Ciri-ciri Berpikir Filosofi
1. Berpikir secara menyeluruh.
Artinya, Pemikiran yang luas karena tidak membatasi diri dan bukan hanya
ditinjau dari satu sudut pandang tertentu. Pemikiran kefilsafatan ingin
mengetahui hubungan antara ilmu yang satu dengan ilmu-ilmu yang lain, hubungan
ilmu dan moral, seni dan tujuan hidup. Contoh: ketika kita mempelajari tentang
Karma Phala (hasil perbuatan) didalamnya pasti terdapat perbuatan baik dan
buruk kemudian untuk mengetahui hasilnya dilakukan perbandingan dengan angka (misalnya;
perbuatan baik 75% dan buruk 25%). Jika seseorang hanya memandang dari satu
sudut pandang saja, Karma Phala selalu
dikaitkan dengan Agama saja, akan tetapi jika dipandang secara menyeluruh
didalamnya terdapat perbandingan perbuatan baik dan buruk yang merupakan unsur
ilmu Matematika.
2. Berpikir secara mendasar.
Seorang filosof tidak percaya begitu saja kebenaran ilmu yang diperolehnya. Ia
selalu ragu dan mempertanyakannya; Mengapa ilmu dapat disebut benar?, Bagaimana
proses penilaian berdasarkan kriteria tersebut dilakukan?, Apakah kriteria itu
sendiri benar? Lalu benar itu sendiri apa? Seperti sebuah lingkaran dan
pertanyaan-pertanyaan pun selalu muncul secara bergantian. Artinya, pemikiran
yang dalam sampai kepada hasil yang fundamental atau esensial obyek yang
dipelajarinya sehingga dapat dijadikan dasar berpijak bagi segenap nilai dan
keilmuan. Jadi, tidak hanya berhenti pada periferis (kulitnya) saja, tetapi
sampai tembus ke kedalamannya. Contoh sederhana, misalnya kita menemukan bunga
mawar merah muda di sebuah taman diantara bunga-bunga melati. Jika kita hanya
melihat sekilas bunga mawar tersebut, mungkin hal itu akan menjadi sangat
sederhana. Akan tetapi, akan sangat berbeda jika kita benar-benar mau
memikirkannya. Semuanya tak akan tampak mudah dan sederhana karena akan muncul
pertanyaan-pertanyaan dalam pikiran kita yaitu siapa yang menanam bunga itu dan
untuk apa bunga itu ditanam?. Padahal diantaranya sudah banyak sekali bunga
melati. Contoh lain, misalnya, seorang siswa yang berpikir bagaimana agar bisa
lulus dalam Ujian Akhir Nasional (UAN),
maka siswa ini tidaklah sedang berfilsafat atau berfikir secara filsafat
melainkan berfikir biasa (mendasar) yang jawabannya tidak memerlukan pemikiran
yang mendalam dan menyeluruh.
3. Berpikir secara spekulatif.
Seorang filosof melakukan spekulasi terhadap kebenaran. Sifat spekulatif itu
pula seorang filosof terus melakukan uji coba lalu melahirkan sebuah
pengetahuan dan dapat menjawab pertanyaan terhadap kebenaran yang
dipercayainya. Contohnya: sebelum ditemukan lampu pijar, Thomas Alva Edison selalu
melakukan uji coba, meskipun lebih dari 99 kali mengalami kegagalan dan
membutuhkan waktu beberapa tahun, namun cara berpikirnya yang pantang menyerah
ahirnya menciptakan lampu pijar yang mempermudah penerangan semua umat manusia.
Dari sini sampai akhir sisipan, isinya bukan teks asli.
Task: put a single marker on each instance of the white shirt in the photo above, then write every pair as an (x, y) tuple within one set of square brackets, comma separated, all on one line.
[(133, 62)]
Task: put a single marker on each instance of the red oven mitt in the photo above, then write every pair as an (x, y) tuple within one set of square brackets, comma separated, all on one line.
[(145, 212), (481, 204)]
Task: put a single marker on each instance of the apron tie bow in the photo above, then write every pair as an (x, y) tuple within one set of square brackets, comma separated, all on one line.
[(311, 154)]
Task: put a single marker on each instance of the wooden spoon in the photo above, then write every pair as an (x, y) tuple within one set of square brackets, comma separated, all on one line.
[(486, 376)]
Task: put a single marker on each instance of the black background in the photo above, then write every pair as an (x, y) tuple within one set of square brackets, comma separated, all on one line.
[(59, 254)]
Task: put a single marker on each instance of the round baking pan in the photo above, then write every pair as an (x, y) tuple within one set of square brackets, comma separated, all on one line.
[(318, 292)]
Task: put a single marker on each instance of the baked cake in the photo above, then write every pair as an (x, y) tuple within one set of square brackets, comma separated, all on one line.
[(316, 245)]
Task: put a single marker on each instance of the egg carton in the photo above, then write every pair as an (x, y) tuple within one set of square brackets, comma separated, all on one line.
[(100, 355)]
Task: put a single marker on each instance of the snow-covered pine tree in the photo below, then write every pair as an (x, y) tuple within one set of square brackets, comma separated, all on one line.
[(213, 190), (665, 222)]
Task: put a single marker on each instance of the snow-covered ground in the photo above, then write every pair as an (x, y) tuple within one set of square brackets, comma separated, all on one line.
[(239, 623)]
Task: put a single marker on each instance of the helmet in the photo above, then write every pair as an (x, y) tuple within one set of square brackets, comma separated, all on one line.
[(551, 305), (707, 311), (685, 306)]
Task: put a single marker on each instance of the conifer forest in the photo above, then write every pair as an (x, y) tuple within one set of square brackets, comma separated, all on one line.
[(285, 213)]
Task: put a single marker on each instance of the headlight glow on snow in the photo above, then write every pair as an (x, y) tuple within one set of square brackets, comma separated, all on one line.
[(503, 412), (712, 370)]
4. Berpikir secara sistematik.
Dalam mengemukakan jawaban terhadap suatu masalah, para filsuf memakai
pendapat-pendapat sebagai wujud dari proses befilsafat. Pendapat-pendapat itu
harus saling berhubungan secara teratur dan terkandung maksud dan tujuan
tertentu. Contoh: saat seseorang mengeyam pendidikan, ia harus menempuh sesuai
dengan umur dan tahapannya, misalnya agar bisa SMA, seseorang harus menempuh SD
dan SMP terlebih dahulu karena merupakan runtutan atau tahapan dari tingkatan pendidikan.
5. Berpikir dengan pemikiran yang bertanggungjawab.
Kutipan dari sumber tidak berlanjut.